In defense of the president, White House press secretary Stephanie Grisham called Trump a “counterpuncher,” although it wasn’t clear from her remarks whom he was punching against: the deceased lawmaker, or his widow. She said Trump was “just riffing” in the presence of “a very, very supportive and wild crowd.”
“He has been under attack, and under impeachment attack, for the last few months, and then just under attack politically for the last two and a half years. I think that as we all know, the president is a counterpuncher,” Grisham said. “It was a very, very supportive and wild crowd, and he was just riffing on some of the things that had been happening the past few days.”
When asked why Trump won’t apologize to Dingell for his comments, Vice President Mike Pence’s chief of staff, Marc Short, defended Trump, saying that while the administration respects John Dingell’s service, the late congressman was “not exactly a wallflower.”
“I’m sorry she’s hurting and I certainly wish her the best as she deals with the circumstances,” Short said when Wallace pointed out that this year, Dingell will be celebrating Christmas without her husband for the first time in 38 years. “I think that our administration respects the service of John Dingell. … We respect his service to our country in Congress, and we respect her service to our country in her following her husband in Congress.

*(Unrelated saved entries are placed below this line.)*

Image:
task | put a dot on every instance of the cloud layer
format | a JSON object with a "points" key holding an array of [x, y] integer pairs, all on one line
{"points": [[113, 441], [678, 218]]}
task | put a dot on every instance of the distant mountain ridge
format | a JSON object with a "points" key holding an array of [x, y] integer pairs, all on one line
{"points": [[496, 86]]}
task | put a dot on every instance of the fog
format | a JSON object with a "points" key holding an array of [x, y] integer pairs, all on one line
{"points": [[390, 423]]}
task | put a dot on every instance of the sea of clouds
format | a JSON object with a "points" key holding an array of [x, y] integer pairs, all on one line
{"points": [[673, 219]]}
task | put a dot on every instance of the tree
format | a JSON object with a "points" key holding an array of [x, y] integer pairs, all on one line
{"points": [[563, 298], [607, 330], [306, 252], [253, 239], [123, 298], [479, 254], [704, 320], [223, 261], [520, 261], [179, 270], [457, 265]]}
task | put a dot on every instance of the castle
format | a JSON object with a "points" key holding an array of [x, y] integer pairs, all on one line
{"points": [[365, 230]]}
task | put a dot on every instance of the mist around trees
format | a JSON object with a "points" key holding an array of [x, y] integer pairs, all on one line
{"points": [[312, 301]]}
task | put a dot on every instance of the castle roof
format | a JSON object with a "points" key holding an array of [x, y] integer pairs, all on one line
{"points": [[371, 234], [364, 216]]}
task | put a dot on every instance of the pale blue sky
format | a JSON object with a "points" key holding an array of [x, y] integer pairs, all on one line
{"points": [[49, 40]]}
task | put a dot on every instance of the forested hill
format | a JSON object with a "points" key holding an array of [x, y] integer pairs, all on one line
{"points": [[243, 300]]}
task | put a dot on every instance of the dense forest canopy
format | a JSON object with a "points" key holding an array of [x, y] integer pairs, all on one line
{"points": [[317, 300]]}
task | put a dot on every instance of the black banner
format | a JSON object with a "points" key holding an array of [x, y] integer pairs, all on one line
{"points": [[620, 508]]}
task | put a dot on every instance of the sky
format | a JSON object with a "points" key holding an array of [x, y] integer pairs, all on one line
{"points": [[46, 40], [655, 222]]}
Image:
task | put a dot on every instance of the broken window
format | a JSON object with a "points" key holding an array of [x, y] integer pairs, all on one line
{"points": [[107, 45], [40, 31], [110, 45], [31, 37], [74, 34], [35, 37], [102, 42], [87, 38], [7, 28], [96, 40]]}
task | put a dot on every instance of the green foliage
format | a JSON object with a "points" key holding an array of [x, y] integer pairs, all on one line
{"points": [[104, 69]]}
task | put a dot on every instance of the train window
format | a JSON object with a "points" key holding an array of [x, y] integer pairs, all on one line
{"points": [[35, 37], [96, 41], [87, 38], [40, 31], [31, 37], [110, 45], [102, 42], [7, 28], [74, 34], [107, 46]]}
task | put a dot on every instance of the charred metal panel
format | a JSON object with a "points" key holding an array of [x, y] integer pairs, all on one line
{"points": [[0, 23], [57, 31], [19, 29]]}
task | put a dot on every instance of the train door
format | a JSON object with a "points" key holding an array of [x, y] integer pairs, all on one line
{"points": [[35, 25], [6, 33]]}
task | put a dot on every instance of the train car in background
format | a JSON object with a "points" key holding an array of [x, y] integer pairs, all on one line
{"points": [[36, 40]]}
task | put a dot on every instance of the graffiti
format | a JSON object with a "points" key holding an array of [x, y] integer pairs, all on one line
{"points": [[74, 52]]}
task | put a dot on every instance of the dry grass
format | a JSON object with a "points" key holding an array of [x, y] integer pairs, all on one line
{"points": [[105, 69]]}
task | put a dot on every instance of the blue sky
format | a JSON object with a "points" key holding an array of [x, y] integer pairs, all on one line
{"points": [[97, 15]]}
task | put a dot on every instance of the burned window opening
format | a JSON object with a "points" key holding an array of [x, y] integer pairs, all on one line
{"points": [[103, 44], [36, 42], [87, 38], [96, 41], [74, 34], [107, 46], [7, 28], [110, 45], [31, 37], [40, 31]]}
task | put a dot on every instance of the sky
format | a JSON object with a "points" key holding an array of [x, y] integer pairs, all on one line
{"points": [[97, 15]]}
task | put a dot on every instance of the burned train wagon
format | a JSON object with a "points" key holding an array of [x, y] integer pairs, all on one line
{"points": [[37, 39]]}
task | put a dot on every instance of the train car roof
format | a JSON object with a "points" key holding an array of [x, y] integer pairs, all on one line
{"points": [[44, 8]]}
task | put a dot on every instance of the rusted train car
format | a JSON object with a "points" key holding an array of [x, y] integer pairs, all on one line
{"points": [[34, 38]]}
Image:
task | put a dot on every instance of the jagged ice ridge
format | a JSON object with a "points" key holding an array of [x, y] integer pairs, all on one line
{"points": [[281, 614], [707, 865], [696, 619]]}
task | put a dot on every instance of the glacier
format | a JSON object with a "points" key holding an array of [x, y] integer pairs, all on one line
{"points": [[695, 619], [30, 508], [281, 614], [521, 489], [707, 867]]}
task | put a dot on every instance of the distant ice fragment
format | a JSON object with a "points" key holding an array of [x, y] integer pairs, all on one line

“But in light of where we were on Wednesday night [when the House voted to approve two articles of impeachment], I think the president was saying John Dingell was not exactly a wallflower,” Short continued. “John Dingell called the president an imbecile in his closing months. John Dingell himself as well had a lot of critical comments about the president, yet he took time to call Debbie Dingell to express his personal condolences on the passing. He lowered flags to half-mast. I think at the time and the moment the president is feeling, you know, that in the midst of an impeachment vote that that was something that came up in his rally speech.”
House members from both parties have called for Trump to apologize, but Debbie Dingell said she just hoped “something good” could come from this episode.
“This is going to be a hard holiday for me. It’s been hard, I miss him with my whole heart and soul. But if something good can come out of this, if maybe the president can think a little more sometimes. ... I would like to work with the president and everyone else to be just a little be kinder,” Dingell said.